Der Verein Kassette für Projekte kuratierte und organisierte von 2013 bis 2017 in den Räumlichkeiten eines denkmalgeschützten Biedermeierhauses nahe dem Pfauen in Hottingen zahlreiche kulturelle Veranstaltungen. «Die Kassettenwände der Räume inspirierten uns zu dem Namen», erzählt Gründerin und Vereinspräsidentin Regula Ehrliholzer. «Wir haben uns im Quartier gut etabliert und hatten eine wachsende Zahl an Mitgliedern, die an den Veranstaltungen teilnahmen. 2017 wurde das Haus jedoch verkauft und wir bekamen die Kündigung.»
Corona verhindert Neubeginn
Drei Jahre lang lagen die Aktivitäten des Vereins brach, dann folgte ein Neustart im Wartsaal Wipkingen, im Bahnhofsgebäude, das seit der Schliessung des Bahnhofreisebüros ebenfalls für kulturelle Veranstaltungen genutzt wird. «Ich war damals im Vorstand des Vereins Wartsaal Wipkingen, und alles sah positiv aus, doch dann kam die Coronapandemie und es lief weitere zwei Jahre nichts. Wir hatten immer weniger Mitglieder, und da wir während der Pandemie auch keine Mitgliederbeiträge verlangten, wurde zudem die Finanzierung schwieriger.» Dennoch fanden im Wartsaal nach Corona einige Ausstellungen, Werkschauen und Buchvernissagen statt. «In Wipkingen hat es mir gut gefallen, es ist ein lebendiges Quartier mit interessierten Bewohnerinnen und Bewohnern.»

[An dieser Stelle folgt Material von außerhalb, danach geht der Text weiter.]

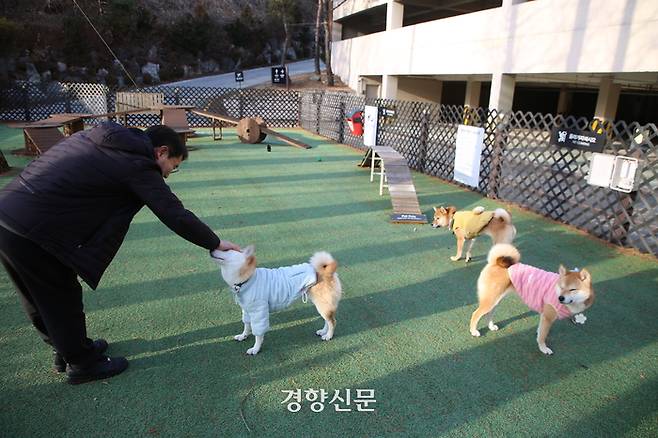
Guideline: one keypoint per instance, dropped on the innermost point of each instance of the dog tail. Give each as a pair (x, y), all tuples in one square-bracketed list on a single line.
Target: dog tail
[(324, 264), (503, 255), (502, 214)]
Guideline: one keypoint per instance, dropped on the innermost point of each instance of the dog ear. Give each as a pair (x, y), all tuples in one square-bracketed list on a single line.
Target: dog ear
[(249, 250)]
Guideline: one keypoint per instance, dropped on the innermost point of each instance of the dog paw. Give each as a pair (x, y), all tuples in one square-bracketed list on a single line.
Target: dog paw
[(545, 350), (579, 319)]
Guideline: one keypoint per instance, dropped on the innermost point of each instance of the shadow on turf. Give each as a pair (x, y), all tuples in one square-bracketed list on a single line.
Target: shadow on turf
[(325, 178)]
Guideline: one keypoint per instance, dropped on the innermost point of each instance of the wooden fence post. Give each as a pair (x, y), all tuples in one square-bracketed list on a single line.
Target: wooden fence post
[(26, 101), (501, 132), (424, 134), (341, 121)]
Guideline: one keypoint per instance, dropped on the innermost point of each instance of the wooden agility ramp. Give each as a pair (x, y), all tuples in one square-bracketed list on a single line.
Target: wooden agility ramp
[(394, 174), (250, 130)]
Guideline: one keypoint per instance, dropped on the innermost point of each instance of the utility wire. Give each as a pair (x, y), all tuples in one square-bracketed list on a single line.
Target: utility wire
[(106, 45)]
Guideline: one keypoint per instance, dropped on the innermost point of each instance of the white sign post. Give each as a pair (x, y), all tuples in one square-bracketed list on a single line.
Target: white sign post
[(467, 154), (370, 126)]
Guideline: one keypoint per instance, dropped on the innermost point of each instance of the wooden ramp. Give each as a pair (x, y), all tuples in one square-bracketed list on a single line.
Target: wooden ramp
[(395, 175), (227, 119)]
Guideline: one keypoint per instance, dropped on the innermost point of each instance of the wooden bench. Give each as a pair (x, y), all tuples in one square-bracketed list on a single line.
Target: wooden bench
[(394, 174)]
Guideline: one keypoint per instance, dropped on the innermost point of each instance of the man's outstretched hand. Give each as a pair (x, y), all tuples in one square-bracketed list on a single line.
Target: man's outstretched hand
[(225, 245)]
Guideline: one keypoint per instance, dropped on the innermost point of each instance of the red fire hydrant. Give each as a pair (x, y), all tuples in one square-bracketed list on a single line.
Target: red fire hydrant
[(355, 122)]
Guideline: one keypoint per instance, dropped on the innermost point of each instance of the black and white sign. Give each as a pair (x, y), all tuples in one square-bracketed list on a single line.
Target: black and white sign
[(278, 75), (576, 138)]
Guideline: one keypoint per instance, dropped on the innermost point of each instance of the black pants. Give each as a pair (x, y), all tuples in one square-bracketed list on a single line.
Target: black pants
[(50, 294)]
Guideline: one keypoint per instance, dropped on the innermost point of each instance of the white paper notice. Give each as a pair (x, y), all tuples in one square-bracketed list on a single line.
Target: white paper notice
[(467, 154), (370, 126)]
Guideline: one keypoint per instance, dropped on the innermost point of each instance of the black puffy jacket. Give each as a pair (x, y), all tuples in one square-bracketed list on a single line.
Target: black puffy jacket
[(77, 200)]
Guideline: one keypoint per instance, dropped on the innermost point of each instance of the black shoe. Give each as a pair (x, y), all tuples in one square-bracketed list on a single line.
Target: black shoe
[(99, 346), (102, 368)]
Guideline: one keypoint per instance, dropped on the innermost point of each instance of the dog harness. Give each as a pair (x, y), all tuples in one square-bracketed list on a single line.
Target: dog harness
[(471, 222), (269, 290), (537, 287)]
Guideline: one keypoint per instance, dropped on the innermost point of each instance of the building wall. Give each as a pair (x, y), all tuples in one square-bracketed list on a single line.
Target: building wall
[(353, 6), (545, 36), (421, 90)]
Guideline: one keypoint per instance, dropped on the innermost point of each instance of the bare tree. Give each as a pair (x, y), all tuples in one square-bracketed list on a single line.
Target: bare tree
[(318, 16), (328, 28), (285, 10)]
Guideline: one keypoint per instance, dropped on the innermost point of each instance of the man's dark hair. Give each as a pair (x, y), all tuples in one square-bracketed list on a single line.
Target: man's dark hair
[(162, 135)]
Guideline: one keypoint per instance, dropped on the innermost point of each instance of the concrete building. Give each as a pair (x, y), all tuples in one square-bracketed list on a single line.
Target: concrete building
[(592, 58)]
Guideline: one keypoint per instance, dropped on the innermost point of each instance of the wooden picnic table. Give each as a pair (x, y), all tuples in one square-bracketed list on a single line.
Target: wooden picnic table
[(41, 135)]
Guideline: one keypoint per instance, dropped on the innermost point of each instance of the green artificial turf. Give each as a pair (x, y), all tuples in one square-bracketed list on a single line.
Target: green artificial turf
[(402, 324)]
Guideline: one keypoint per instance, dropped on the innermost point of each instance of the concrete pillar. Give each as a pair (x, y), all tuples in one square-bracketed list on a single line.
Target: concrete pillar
[(336, 32), (606, 103), (502, 92), (389, 87), (472, 98), (394, 15), (564, 101)]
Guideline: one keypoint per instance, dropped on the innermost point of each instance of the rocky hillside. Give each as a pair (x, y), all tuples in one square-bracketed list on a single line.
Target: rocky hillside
[(155, 40)]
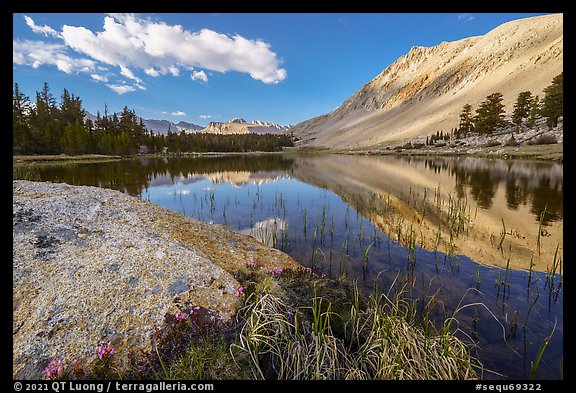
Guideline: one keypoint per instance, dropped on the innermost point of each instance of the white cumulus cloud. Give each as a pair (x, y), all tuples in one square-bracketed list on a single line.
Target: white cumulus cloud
[(121, 89), (99, 78), (37, 53), (158, 48), (140, 46), (199, 75), (465, 17)]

Für den «Kassette»-Vorstand, dem neben Regula Ehrliholzer Martina Müller, Geschäftsleiterin im Theater am Gleis, und der Journalist, Schriftsteller und Fotograf Michael Guggenheimer angehören, wurde trotzdem klar, dass die Zeit für ein Ende gekommen war. Zumal die Präsidentin inzwischen in den Kanton Glarus umgezogen war. «Unser Programm war sehr vielfältig», zieht Regula Ehrliholzer Bilanz. «Wir konnten zwischen den Sparten agieren. Gerade im Bereich Design gibt es in Zürich ausserhalb der grossen Institutionen wenig Plattformen.» Es gab verschiedene Ausstellungen, Aktionen, Installationen, Lesungen und Workshops, und nicht selten wurden die Veranstaltungen mit punktuellen Anlässen wie Workshops, Retraiten, Vorträgen, Lesungen und Debatten aus verschiedenen kulturellen Sparten ergänzt oder es wurden auch kleine Werkausgaben produziert.
Starthilfe für viele
«Die ‹Kassette› war nicht nur ein Ort der Auseinandersetzung, des Austauschs und der Meinungsbildung zu kulturellen Themen, sondern für manche Künstlerinnen, Künstler und Verlage eine Starthilfe und die erste Plattform, an der sie sich und ihr Werk zeigen konnten. Wir sind stolz, dass einige von ihnen sich danach in der Szene etablieren konnten.» Dazu gehört zum Beispiel der aus Teheran stammende Grafikdesigner Hoseyn A. Zadeh, der für den Wartsaal eine Wort-Installation zum Thema Warten eingerichtet hat. «Man konnte bei uns etwas ausprobieren, das sich dann weiterentwickelte», sagt Regula Ehrliholzer, die von Beruf selber Grafikerin ist.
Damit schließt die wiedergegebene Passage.